Genome-wide analysis of gene expression profiles associated with cell cycle transitions in growing organs of Arabidopsis

Abstract

Organ growth results from the progression of component cells through subsequent phases of proliferation and expansion before reaching maturity. We combined kinematic analysis, flowcytometry, and microarray analysis to characterize cell cycle regulation during the growth process of leaves 1 and 2 of Arabidopsis (Arabidopsis thaliana). Kinematic analysis showed that the epidermis proliferates until day 12; thereafter, cells expand until day 19 when leaves reach maturity. Flowcytometry revealed that endoreduplication occurs from the time cell division rates decline until the end of cell expansion. Analysis of 10 time points with a 6k-cDNA microarray showed that transitions between the growth stages were closely reflected in the mRNA expression data. Subsequent genome-wide microarray analysis on the three main stages allowed us to categorize known cell cycle genes into three major classes: constitutively expressed, proliferative, and inhibitory.
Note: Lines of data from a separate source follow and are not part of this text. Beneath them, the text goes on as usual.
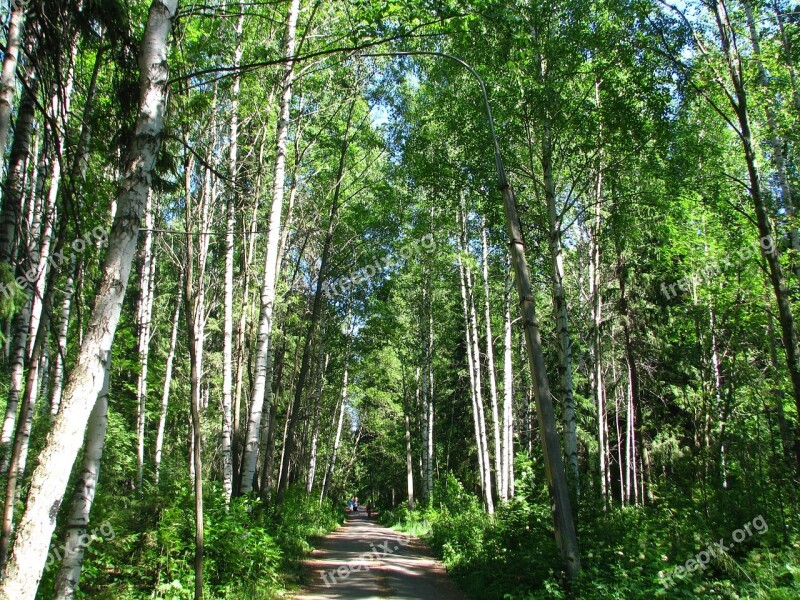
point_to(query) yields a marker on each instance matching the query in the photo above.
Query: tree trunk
(474, 377)
(490, 363)
(322, 368)
(61, 351)
(566, 538)
(13, 192)
(144, 317)
(331, 470)
(476, 361)
(19, 453)
(68, 577)
(8, 80)
(194, 303)
(560, 313)
(775, 142)
(409, 458)
(739, 104)
(162, 420)
(316, 310)
(252, 438)
(507, 490)
(227, 339)
(50, 477)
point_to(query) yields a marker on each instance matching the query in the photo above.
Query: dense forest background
(254, 261)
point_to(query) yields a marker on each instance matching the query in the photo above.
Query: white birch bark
(145, 312)
(85, 382)
(560, 311)
(61, 344)
(490, 360)
(269, 283)
(68, 577)
(8, 79)
(508, 400)
(331, 470)
(476, 353)
(227, 339)
(312, 466)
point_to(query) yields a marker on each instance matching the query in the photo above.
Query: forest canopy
(522, 276)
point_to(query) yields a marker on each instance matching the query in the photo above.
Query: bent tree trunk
(84, 384)
(9, 77)
(565, 535)
(738, 102)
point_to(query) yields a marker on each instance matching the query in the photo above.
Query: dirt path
(363, 560)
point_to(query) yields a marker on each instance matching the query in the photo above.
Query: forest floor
(363, 560)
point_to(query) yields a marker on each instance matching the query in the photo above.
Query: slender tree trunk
(61, 351)
(162, 420)
(474, 381)
(83, 386)
(252, 438)
(68, 577)
(775, 141)
(331, 470)
(508, 400)
(16, 28)
(316, 310)
(14, 189)
(473, 321)
(765, 229)
(16, 464)
(227, 339)
(194, 304)
(409, 457)
(144, 318)
(566, 538)
(322, 369)
(490, 363)
(560, 312)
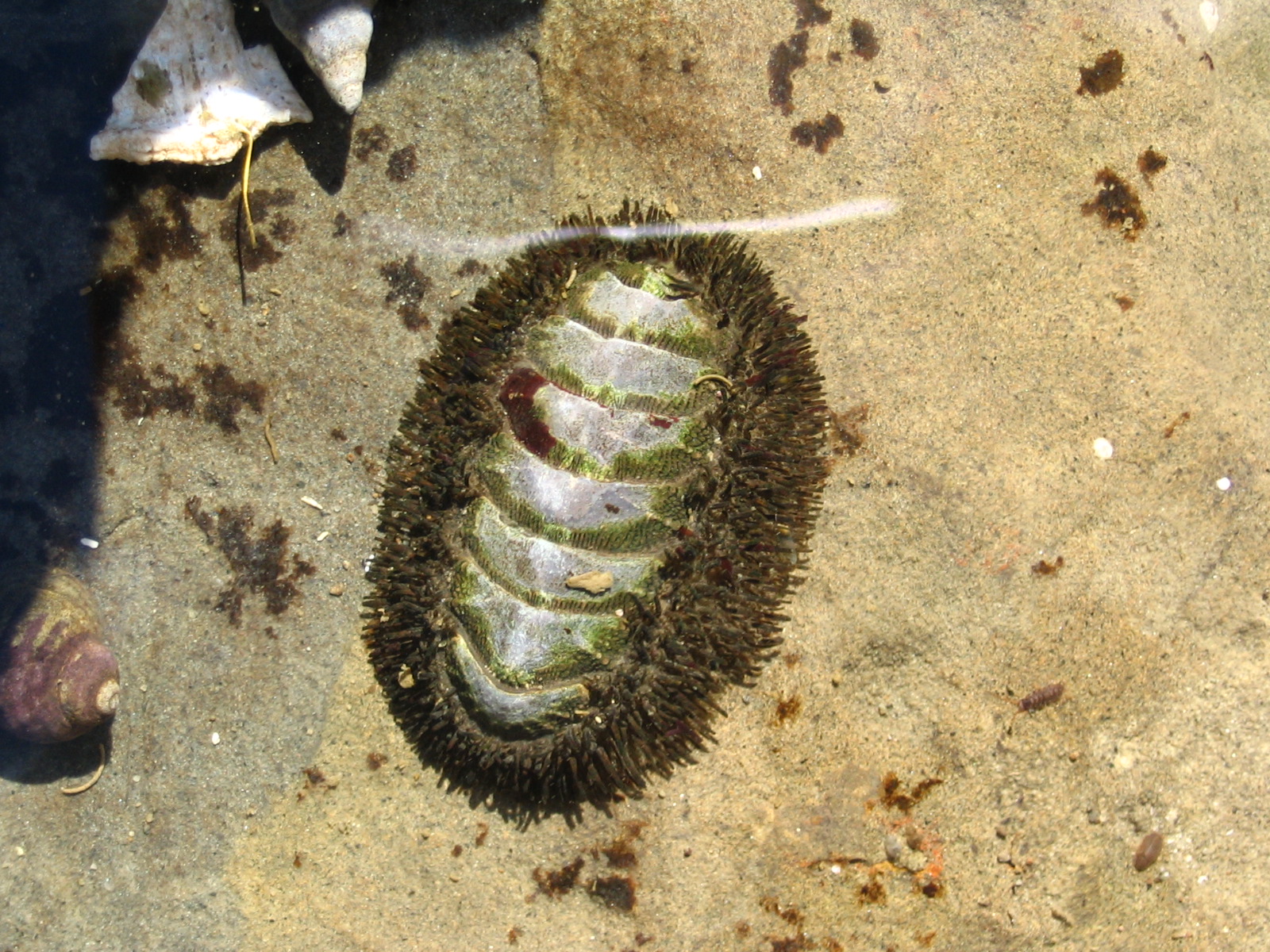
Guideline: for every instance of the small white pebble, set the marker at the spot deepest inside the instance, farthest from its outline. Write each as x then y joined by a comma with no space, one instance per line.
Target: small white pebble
1208,13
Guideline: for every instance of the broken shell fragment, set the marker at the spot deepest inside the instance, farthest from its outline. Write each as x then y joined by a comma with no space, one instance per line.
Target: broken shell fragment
57,681
194,94
333,37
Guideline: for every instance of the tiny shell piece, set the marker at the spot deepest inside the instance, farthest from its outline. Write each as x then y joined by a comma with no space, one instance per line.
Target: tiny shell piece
194,93
592,582
1149,850
57,681
333,37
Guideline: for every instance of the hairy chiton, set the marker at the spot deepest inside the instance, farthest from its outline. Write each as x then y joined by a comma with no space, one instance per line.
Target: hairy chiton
595,508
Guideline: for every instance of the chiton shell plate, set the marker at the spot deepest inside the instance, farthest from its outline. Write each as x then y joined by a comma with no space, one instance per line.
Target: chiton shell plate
596,505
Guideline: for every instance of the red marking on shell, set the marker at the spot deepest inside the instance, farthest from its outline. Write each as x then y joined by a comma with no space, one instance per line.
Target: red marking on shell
518,400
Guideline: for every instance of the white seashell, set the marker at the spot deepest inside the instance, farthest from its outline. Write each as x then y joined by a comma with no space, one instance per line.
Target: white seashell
333,36
194,93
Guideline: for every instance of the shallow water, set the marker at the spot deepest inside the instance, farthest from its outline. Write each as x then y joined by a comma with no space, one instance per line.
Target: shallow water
976,343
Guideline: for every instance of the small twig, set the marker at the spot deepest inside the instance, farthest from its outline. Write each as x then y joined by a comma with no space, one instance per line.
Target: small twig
247,184
90,781
715,378
268,438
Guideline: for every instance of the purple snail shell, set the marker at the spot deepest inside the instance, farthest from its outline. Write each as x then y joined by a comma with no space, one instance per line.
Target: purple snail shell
57,681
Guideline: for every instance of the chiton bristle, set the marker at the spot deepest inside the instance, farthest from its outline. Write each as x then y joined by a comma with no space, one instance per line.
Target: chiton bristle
594,512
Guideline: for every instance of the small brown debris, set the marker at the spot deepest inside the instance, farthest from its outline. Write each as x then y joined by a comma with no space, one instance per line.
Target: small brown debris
1104,75
787,57
1151,163
895,797
864,40
818,135
1149,850
614,892
558,882
787,708
408,286
368,141
872,892
1045,568
1178,422
1041,697
1118,205
258,565
620,854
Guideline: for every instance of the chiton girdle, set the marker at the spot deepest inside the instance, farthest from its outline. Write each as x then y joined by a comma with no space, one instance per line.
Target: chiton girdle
595,508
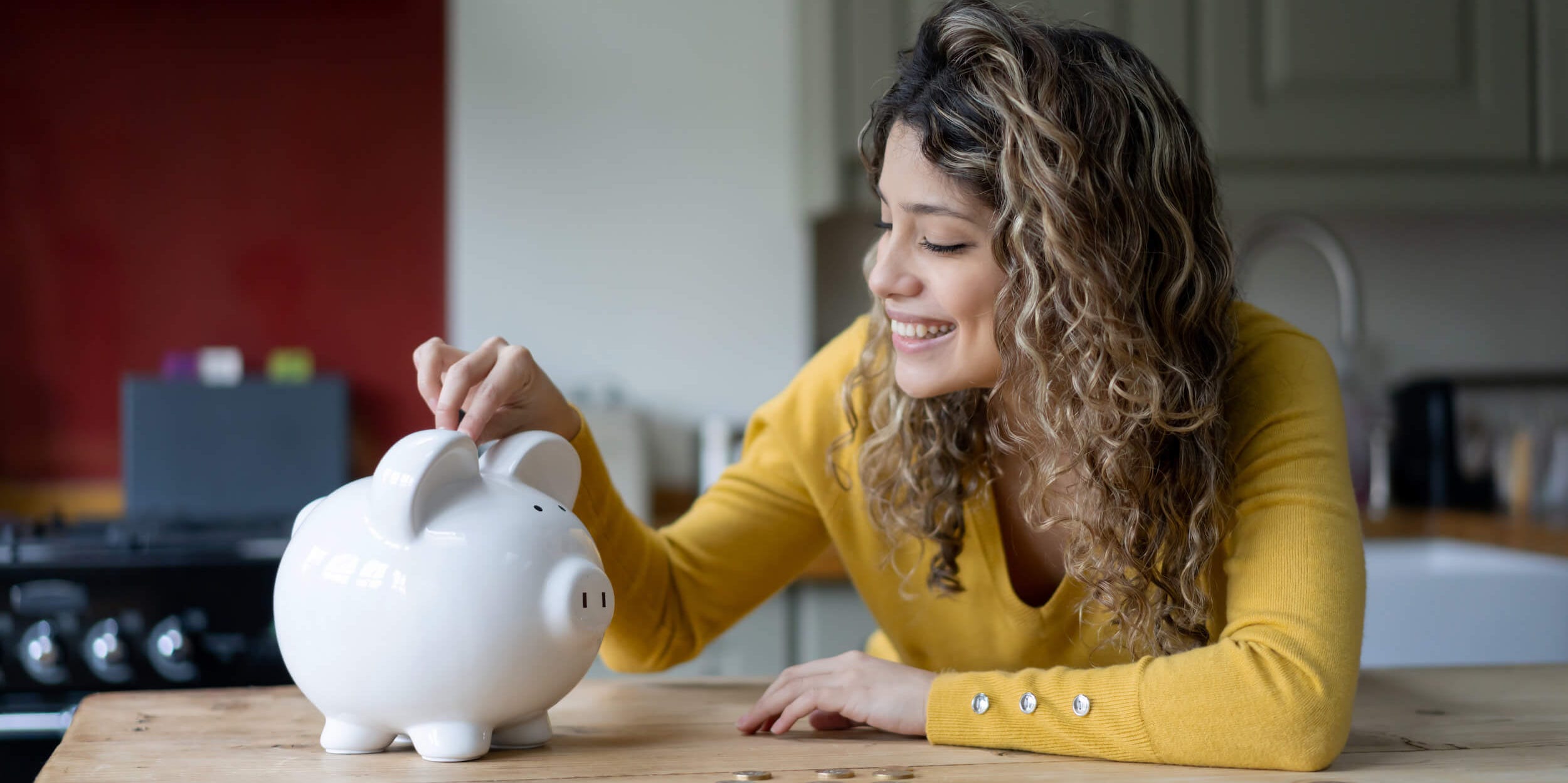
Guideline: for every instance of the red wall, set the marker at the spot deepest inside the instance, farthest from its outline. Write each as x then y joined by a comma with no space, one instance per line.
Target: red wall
214,173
Comparison with published expression data obtained from root zones corresponding to similar developmental stages and from synchronized cell cultures supported this categorization and enabled us to identify a high confidence set of 131 proliferation genes. Most of those had an M phase-dependent expression pattern and, in addition to many known cell cycle-related genes, there were at least 90 that were unknown or previously not associated with proliferation.

Figure 1.

Kinematic analysis of leaf growth. A, Leaf area. B, Relative leaf expansion rate (RLER). C, Cell area. D, Number of cells per leaf. E, Cell division rate. F, Stomatal index. Symbols denote averages ± se of three replicate experiments. At the bottom the growth phases are indicated proliferation (cells divide and expand simultaneously), expansion (expansion in absence of division), and mature (no more cell growth).

Figure 2.

Flow cytometry analysis of nuclear DNA content. The results of a representative experiment are plotted. The bar at the bottom denotes the growth phases based on the kinematic analysis (Fig. 1).

Figure 3.

Clustering of developmental time series support tree analysis (Graur and Li, 2000) of the expression data of 2,061 significantly modulated genes (P ≤ 0.001) comparing time points. The level of support for each branch of the tree is color coded as indicated in the legend; the level of support indicates the confidence for each branch. The bar on the right denotes the growth phases based on the kinematic analysis (Fig. 1).

Figure 4.

Clustering of gene expression profiles by QT-Clust analysis (Heyer et al., 1999) of the expression profiles of 2,061 significantly modulated genes (P ≤ 0.001). Cluster number and size are indicated. The abscissa denotes the time after sowing, which is enlarged for Cluster 14, and the ordinate indicates normalized and median-centered expression levels. The colored bar shows the corresponding growth phases based on the kinematic analysis (Fig. 1).

Figure 5.

Enrichment of cell cycle genes among those that show modulation during leaf development, in different developmental zones of the root tip and in synchronized cell cultures. The distribution of all genes on the array is compared to that of core cell cycle genes defined by Vandepoele et al. (2002) and Wang et al. (2004). Numbers subsequently indicate total number of genes in a population; the number of core cell cycle genes and the percentage of genes that are core cell cycle genes (in parentheses).